Herschell-Spillman Motor Company Complex, Tonawanda – the early 20th century daylight factory buildings housed two important companies: Herschell-Spillman was a pioneer inventor and manufacturer of airplane and automotive engine motors, as well as a maker of carousels; and Remington-Rand Companies were renowned for their products that revolutionized record-keeping and storage methods.
The Rome Elks Lodge #96, Rome – built ca. 1848 as a residence for a prominent citizen, the house was converted into the Elks headquarters in 1926, as the neighborhood was transitioning from a residential area to an extension of the city core.
Knights of the Maccabees Hall, Cheshire – constructed in 1898 to meet a variety of local needs of residents of Cheshire and the surrounding countryside, the meeting hall was the focus of meetings and community activities, including continuous theatre productions on a fully appointed stage.

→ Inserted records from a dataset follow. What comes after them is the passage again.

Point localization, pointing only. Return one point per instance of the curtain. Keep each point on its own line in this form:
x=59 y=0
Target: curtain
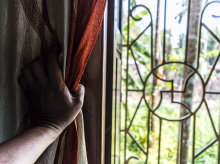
x=28 y=28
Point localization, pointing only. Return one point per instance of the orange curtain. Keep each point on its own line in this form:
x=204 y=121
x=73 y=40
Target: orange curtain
x=86 y=22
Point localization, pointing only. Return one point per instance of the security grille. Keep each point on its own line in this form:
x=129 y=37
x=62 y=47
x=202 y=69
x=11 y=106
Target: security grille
x=154 y=77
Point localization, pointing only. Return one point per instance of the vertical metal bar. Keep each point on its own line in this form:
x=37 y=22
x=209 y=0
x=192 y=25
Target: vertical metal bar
x=187 y=31
x=164 y=33
x=148 y=134
x=159 y=141
x=219 y=132
x=194 y=132
x=116 y=89
x=181 y=142
x=126 y=99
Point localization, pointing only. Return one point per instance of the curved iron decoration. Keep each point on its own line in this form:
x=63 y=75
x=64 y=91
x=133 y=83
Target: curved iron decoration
x=152 y=72
x=132 y=157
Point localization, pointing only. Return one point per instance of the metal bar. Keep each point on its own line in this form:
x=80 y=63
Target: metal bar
x=159 y=141
x=141 y=34
x=137 y=66
x=164 y=33
x=219 y=132
x=135 y=90
x=210 y=117
x=187 y=31
x=218 y=153
x=193 y=139
x=135 y=113
x=142 y=149
x=210 y=92
x=126 y=98
x=148 y=134
x=213 y=35
x=213 y=67
x=205 y=148
x=181 y=143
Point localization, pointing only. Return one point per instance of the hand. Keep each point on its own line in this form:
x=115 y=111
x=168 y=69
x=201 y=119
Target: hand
x=50 y=103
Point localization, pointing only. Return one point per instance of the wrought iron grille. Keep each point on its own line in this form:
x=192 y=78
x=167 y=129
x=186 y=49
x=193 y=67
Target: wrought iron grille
x=191 y=112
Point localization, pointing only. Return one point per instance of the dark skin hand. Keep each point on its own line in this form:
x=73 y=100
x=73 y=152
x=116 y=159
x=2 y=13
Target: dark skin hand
x=51 y=109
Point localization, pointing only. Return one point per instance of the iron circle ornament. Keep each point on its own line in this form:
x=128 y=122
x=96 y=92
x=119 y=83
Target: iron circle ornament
x=194 y=72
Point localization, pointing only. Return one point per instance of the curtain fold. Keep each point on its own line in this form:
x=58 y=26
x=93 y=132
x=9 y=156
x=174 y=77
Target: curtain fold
x=28 y=28
x=86 y=23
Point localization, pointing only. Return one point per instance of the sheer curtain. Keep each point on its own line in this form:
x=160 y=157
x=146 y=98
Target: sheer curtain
x=28 y=28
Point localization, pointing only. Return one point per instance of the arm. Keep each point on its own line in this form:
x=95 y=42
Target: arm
x=51 y=108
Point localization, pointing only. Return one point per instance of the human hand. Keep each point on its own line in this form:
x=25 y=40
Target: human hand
x=50 y=103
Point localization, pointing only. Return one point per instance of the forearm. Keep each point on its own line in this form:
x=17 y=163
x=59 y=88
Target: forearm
x=27 y=146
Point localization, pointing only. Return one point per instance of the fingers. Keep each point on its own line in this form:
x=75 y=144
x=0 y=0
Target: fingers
x=53 y=68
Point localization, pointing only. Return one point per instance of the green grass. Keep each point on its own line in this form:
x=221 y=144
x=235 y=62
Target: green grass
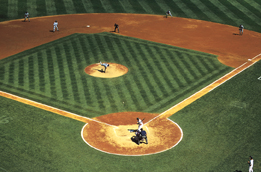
x=220 y=131
x=159 y=75
x=246 y=12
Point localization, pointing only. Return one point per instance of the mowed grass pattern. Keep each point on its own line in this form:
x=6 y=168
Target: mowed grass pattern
x=159 y=75
x=246 y=12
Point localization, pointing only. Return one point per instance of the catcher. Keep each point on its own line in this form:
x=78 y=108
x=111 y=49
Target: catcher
x=26 y=16
x=241 y=29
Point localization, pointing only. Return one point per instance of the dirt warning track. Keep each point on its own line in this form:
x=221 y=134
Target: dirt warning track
x=222 y=40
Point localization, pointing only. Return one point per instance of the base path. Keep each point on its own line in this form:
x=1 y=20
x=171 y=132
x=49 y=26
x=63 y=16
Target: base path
x=221 y=40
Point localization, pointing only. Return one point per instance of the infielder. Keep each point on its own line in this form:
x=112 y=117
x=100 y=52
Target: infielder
x=251 y=163
x=26 y=16
x=140 y=124
x=55 y=26
x=241 y=29
x=116 y=27
x=105 y=65
x=168 y=13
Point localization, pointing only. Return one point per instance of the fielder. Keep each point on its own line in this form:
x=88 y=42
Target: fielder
x=55 y=26
x=116 y=27
x=26 y=16
x=168 y=13
x=241 y=29
x=251 y=163
x=140 y=123
x=105 y=66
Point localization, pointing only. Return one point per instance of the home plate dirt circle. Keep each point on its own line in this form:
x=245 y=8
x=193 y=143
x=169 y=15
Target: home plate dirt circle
x=114 y=70
x=111 y=134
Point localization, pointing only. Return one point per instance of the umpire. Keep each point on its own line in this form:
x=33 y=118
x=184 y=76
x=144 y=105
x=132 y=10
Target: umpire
x=144 y=135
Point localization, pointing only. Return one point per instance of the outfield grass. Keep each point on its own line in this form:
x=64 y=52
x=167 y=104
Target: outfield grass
x=220 y=131
x=159 y=75
x=246 y=12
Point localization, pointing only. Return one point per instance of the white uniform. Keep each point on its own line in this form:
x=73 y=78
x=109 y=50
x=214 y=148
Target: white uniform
x=55 y=26
x=251 y=164
x=140 y=123
x=168 y=13
x=26 y=15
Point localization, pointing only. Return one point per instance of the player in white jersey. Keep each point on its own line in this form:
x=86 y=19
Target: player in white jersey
x=105 y=66
x=140 y=123
x=251 y=163
x=55 y=26
x=26 y=16
x=168 y=13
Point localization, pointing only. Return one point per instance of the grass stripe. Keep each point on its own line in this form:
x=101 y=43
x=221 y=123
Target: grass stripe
x=87 y=82
x=126 y=5
x=211 y=15
x=155 y=74
x=107 y=6
x=65 y=50
x=191 y=72
x=12 y=11
x=62 y=76
x=31 y=72
x=22 y=8
x=77 y=66
x=36 y=73
x=88 y=6
x=144 y=73
x=107 y=44
x=16 y=72
x=186 y=10
x=41 y=71
x=50 y=7
x=138 y=79
x=32 y=8
x=50 y=68
x=161 y=72
x=172 y=68
x=168 y=75
x=69 y=6
x=20 y=73
x=56 y=73
x=128 y=86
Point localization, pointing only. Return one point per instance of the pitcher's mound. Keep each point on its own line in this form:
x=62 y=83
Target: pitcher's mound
x=114 y=70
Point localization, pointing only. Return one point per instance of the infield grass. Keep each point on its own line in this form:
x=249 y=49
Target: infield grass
x=159 y=75
x=221 y=130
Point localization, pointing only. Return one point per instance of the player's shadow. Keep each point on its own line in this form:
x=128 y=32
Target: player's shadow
x=134 y=139
x=100 y=70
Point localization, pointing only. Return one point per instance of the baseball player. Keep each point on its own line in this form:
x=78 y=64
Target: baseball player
x=26 y=16
x=140 y=124
x=251 y=163
x=241 y=29
x=168 y=13
x=105 y=66
x=55 y=26
x=116 y=27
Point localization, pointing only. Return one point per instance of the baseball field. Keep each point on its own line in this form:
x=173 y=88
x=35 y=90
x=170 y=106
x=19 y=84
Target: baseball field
x=194 y=81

Hillside Cemetery, Clarendon – established in 1866, the cemetery combines two distinct styles of cemetery design: a 19th century rural cemetery style with monuments emphasizing the sentimental Victorian attitude toward death on the eastern side, while the western grounds reflect the later more open lawn-park cemetery style.
Mathewson-Bice Farmhouse and Mathewson Family Cemetery, Cooperstown Vicinity– the house was built sometime after David Mathewson moved from New England in 1796. Its plank frame construction and center chimney, New England plan reflect its owners’ Rhode Island origin. The small family cemetery of eight graves was first used in March 1813, when two of the Mathewson daughters (Rhoda and Mary) died within one day of each other.
Auclair-Button Farmstead, Melrose – the farmstead dates to 1791 and includes a house, the main portion of which was built in 1849, along with a tenant house (1805), shop barn (built 1810–1830), sheep barn (built 1830–1850), and an icehouse (1900) surviving in an intact rural setting.
Cartin-Snyder-Overacker Farmstead, Pittstown – The farmstead retains a largely intact assemblage of historic agricultural outbuildings, including a threshing barn (1810), tool barn (1810), horse barn (1840-60), milk house (1920s), and ice house (1900).
Rockland Print Works, Garnerville – largely constructed between and 1871 and 1910, the complex is nationally significant for its association with Garner & Co., the largest textile producer in the United States, with a workforce that numbered over 10,000 employees by the mid-late 19th century in New York and Pennsylvania, exerting enormous influence on consumers of the textile industry and on the American workforce
First Baptist Society of Bath – built in 1887-88, the Romanesque Revival building was designed by prominent Binghamton architect Truman I. Lacey and constructed by local builders for the village’s Baptist congregation, which had formed in 1842.
Cherry Grove Community House and Theater, Cherry Grove – the building was floated across Long Island’s Great South Bay to serve as the community house for the Cherry Grove Property Owners Association, which organized in 1944 to serve the small hamlet’s civic needs and played an enormous role in shaping what gradually evolved into “America’s First Gay and Lesbian Town.”
Delaware & Hudson Passenger Station (Lake George Railroad Station), Lake George – erected 1909-1911 as a complement to a nearby Fort William Henry Hotel, which was largely demolished in 1969, the Mediterranean Revival style station is among the last surviving features of what was a sprawling resort complex operated by Delaware & Hudson to serve a thriving tourist industry.